Relief of the Poor Act 1782
- Parliament of Great Britain
- Long title: An Act for the better Relief and Employment of the Poor.
- Citation: 22 Geo. 3. c. 83
- Territorial extent: Great Britain

Dates
- Royal assent: 11 July 1782
- Commencement: 25 March 1783
- Repealed: 21 August 1871
- Amended by: Poor (No. 2) Act 1800;
- Repealed by: Statute Law Revision Act 1871
- Relates to: Poor (Settlement and Removal) Act 1809;

Status: Repealed

Text of statute as originally enacted

= Relief of the Poor Act 1782 =

Act of the Parliament of Great Britain

The Relief of the Poor Act 1782 (22 Geo. 3. c. 83), also known as Gilbert's Act, was an act of the Parliament of Great Britain, which was a poor relief law proposed by Thomas Gilbert which aimed to organise poor relief on a county basis, counties being organised into parishes which could set up poorhouses or workhouses between them.

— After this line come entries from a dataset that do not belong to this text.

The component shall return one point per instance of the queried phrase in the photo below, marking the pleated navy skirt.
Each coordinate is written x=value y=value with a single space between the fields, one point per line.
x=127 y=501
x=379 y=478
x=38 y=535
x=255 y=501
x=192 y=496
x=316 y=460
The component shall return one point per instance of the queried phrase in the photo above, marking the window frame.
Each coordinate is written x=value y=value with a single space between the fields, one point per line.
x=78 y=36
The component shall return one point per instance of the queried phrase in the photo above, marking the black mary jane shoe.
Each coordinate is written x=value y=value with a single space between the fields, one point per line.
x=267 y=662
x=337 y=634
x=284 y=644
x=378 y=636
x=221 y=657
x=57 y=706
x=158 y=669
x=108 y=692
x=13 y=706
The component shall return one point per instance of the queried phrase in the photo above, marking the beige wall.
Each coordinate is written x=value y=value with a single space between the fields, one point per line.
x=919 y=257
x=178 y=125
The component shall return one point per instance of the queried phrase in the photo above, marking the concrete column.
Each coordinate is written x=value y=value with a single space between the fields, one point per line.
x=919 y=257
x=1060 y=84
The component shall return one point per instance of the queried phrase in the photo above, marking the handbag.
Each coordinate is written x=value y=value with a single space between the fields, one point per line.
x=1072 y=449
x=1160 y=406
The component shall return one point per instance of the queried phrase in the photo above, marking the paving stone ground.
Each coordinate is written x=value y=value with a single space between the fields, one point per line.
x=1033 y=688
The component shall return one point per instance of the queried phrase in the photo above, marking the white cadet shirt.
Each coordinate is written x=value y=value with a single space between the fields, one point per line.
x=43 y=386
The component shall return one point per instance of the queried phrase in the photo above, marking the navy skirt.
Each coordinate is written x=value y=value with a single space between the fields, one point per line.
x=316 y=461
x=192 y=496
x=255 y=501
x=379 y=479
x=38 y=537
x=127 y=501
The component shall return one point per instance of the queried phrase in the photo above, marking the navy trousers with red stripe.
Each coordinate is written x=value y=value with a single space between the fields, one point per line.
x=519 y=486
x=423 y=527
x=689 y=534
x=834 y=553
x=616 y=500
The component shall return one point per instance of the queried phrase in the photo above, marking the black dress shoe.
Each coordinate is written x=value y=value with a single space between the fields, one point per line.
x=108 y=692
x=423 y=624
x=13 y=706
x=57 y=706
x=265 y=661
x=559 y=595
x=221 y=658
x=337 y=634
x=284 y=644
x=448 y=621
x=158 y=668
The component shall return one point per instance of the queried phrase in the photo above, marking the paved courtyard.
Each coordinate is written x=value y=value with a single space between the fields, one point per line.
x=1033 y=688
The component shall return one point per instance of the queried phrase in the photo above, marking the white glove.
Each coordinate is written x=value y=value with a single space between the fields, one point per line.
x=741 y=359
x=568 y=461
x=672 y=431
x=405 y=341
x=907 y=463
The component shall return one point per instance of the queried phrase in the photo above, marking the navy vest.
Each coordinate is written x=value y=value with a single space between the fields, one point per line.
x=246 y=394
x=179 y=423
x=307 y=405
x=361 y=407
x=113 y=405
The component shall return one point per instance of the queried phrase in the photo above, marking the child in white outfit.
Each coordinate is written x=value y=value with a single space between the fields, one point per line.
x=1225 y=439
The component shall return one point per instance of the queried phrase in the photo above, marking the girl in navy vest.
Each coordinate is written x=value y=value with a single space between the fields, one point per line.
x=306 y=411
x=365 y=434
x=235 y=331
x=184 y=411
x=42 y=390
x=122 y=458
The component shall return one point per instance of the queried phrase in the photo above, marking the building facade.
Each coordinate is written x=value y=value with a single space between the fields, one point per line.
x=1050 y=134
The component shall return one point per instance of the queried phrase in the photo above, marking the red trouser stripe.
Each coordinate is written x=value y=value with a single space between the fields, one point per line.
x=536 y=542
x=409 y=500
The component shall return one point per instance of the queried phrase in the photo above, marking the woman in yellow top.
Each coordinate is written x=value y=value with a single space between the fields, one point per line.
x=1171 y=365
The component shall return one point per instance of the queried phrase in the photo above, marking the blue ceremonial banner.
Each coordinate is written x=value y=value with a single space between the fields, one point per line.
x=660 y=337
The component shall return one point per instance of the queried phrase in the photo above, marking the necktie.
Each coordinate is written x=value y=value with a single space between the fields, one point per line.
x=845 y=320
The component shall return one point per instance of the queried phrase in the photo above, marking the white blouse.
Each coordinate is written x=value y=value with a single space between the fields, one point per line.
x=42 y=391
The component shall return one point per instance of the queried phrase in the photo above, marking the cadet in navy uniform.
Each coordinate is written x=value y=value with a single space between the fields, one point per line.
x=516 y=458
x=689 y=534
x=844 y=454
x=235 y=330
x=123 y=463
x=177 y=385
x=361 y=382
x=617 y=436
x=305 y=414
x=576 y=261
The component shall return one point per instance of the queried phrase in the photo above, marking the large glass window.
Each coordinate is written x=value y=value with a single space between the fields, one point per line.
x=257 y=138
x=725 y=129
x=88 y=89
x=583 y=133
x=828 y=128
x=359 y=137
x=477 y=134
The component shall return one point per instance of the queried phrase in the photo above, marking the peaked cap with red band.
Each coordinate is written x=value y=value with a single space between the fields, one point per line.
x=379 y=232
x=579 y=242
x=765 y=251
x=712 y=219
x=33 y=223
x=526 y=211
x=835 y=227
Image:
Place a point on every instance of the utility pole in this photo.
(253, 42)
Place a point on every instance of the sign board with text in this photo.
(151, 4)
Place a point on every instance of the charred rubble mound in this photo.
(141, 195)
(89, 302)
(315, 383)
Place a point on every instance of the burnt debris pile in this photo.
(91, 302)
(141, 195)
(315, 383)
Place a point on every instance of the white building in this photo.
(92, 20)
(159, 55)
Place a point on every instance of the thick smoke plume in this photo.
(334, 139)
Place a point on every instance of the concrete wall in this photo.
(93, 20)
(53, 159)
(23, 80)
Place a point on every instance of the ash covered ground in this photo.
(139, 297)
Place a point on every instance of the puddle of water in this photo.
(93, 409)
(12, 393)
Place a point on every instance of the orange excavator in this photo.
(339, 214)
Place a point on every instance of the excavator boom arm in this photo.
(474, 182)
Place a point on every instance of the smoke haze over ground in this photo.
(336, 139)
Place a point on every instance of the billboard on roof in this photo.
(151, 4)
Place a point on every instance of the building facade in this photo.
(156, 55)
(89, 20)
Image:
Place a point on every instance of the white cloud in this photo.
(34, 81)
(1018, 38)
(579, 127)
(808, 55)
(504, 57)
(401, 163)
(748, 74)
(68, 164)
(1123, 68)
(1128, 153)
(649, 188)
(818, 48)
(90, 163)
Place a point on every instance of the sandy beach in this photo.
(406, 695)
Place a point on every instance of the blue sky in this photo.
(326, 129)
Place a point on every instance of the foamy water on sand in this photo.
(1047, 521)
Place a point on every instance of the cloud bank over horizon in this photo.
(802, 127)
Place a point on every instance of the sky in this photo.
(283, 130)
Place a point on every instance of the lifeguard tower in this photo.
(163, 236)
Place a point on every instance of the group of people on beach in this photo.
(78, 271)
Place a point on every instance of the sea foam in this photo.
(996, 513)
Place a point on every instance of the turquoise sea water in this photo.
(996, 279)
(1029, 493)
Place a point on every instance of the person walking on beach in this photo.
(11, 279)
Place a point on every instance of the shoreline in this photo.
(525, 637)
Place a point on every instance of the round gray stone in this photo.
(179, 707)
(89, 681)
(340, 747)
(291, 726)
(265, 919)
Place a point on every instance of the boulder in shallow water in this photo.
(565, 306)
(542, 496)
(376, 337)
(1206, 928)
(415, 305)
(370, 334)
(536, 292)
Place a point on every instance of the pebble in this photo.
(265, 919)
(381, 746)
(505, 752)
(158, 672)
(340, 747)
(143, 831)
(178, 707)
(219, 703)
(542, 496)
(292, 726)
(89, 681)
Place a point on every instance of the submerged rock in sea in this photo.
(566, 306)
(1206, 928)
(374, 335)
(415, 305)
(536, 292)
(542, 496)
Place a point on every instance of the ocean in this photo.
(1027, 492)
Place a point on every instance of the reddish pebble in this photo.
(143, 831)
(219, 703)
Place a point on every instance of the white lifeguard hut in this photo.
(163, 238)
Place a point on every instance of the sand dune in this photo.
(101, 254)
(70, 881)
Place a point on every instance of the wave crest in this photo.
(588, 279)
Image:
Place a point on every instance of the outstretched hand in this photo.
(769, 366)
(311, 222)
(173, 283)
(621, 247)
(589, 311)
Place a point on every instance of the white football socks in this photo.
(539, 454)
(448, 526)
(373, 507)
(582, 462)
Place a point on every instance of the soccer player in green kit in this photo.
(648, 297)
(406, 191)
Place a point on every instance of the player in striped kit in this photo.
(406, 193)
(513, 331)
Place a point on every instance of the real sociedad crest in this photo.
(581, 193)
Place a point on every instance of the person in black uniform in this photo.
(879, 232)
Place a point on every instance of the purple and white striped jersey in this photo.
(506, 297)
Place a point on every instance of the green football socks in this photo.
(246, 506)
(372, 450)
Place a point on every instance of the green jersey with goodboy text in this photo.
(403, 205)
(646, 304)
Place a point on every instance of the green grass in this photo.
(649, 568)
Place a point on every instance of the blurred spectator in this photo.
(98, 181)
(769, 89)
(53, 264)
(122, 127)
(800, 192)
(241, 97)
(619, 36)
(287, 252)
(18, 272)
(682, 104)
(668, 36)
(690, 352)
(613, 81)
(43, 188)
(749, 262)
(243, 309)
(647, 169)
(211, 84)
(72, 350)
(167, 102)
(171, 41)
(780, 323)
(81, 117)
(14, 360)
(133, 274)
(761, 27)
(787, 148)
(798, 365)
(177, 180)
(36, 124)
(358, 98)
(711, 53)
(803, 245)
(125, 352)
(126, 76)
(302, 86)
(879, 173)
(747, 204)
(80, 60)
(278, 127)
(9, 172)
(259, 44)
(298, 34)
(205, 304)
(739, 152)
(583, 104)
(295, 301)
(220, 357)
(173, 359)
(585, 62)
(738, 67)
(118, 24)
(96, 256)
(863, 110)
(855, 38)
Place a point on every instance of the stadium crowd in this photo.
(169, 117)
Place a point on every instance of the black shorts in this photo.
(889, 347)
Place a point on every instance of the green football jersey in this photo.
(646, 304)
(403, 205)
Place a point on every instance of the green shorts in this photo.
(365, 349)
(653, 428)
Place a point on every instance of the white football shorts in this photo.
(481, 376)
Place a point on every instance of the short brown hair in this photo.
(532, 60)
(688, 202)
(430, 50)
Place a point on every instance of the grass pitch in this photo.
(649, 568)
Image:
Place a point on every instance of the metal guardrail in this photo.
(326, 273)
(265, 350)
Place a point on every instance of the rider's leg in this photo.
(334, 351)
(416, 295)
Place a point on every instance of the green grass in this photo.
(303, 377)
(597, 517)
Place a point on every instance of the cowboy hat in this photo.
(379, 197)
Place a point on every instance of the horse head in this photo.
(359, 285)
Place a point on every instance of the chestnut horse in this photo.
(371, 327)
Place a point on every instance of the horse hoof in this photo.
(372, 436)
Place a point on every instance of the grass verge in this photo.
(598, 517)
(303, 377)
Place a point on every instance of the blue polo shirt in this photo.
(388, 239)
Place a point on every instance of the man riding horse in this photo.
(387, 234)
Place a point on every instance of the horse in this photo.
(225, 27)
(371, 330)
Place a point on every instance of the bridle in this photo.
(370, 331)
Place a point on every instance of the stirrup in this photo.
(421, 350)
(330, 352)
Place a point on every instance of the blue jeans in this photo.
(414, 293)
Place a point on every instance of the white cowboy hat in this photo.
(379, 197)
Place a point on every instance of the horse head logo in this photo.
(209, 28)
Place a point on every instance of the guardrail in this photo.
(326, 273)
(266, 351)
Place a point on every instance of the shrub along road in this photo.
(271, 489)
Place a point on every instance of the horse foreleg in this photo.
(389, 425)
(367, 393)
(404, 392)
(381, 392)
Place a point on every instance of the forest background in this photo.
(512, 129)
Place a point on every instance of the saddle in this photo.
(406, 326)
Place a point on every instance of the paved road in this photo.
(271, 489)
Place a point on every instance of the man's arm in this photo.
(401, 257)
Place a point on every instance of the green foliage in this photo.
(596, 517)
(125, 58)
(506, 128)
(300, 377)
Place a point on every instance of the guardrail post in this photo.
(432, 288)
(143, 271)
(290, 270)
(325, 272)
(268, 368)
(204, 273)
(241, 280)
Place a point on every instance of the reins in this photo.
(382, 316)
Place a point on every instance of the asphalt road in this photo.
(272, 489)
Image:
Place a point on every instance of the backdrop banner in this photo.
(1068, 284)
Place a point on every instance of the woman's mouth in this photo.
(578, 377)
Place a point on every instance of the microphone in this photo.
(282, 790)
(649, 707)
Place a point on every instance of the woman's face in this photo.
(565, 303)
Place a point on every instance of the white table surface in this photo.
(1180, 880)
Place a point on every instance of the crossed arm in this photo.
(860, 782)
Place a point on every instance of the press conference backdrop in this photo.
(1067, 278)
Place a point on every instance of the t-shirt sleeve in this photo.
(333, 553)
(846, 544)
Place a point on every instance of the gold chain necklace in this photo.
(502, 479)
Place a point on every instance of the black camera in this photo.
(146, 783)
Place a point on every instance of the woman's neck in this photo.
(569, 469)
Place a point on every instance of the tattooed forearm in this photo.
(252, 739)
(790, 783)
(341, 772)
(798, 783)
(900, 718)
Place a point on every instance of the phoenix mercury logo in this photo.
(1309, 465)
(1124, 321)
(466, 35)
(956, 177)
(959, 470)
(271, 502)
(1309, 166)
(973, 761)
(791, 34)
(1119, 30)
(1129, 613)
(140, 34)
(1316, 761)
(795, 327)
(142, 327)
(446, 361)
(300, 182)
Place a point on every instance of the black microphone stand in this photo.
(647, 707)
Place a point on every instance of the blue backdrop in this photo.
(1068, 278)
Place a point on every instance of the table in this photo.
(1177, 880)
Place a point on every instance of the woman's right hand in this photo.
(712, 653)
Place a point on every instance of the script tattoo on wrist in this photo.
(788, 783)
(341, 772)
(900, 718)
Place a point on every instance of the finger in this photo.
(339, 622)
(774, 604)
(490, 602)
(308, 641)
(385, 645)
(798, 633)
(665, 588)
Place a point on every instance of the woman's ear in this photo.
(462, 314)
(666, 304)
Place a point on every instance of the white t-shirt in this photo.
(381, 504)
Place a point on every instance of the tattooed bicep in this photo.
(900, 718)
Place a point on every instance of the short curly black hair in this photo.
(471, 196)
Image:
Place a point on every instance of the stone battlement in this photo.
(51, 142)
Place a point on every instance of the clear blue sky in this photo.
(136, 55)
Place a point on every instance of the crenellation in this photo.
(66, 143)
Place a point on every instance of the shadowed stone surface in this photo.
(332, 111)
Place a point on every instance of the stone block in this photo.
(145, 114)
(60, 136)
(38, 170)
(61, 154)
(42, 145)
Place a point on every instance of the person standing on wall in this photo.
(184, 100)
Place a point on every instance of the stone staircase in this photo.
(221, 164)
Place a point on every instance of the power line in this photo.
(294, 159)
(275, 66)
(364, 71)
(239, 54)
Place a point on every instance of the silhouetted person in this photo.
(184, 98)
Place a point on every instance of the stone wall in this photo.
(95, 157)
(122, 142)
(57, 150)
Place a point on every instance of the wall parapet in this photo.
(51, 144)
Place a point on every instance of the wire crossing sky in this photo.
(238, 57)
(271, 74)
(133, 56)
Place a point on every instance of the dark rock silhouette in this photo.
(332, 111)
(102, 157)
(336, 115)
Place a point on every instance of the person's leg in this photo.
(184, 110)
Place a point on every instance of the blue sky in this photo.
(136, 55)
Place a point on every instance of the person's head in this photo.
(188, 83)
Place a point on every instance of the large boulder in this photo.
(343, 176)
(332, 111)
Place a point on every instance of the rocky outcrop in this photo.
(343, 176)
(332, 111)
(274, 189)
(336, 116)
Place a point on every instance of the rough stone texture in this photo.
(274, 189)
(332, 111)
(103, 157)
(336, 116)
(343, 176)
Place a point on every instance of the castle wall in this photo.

However, these workhouses were intended to help only the elderly, sick and orphaned, not the able-bodied poor. The sick, elderly and infirm were cared for in poorhouses whereas the able-bodied poor were provided with poor relief in their own homes. Gilbert's Act aimed to be more humane than the previous modification to the Poor Law, the Workhouse Test Act (9 Geo. 1. c. 7). During the 1780s, there was an increase in unemployment and underemployment due to high food prices, low wages and the effects of enclosing land. This caused poor rates to increase rapidly, which wealthy landowners found unacceptable.

== Passage ==
Thomas Gilbert attempted to pass an act "for the better relief and employment of the poor" in 1765. Gilbert was a supporter of the 5th Duke of Bedford, which led to his act being blocked by Charles Wentworth, 2nd Marquess of Rockingham. Gilbert tried for 17 years to get his bill passed by parliament, eventually succeeding during Rockingham's second term as prime minister.

== Subsequent developments ==
The whole act was repealed by section 1 of, and the schedule to, the Statute Law Revision Act 1871 (34 & 35 Vict. c. 116), which came into force on 21 August 1871.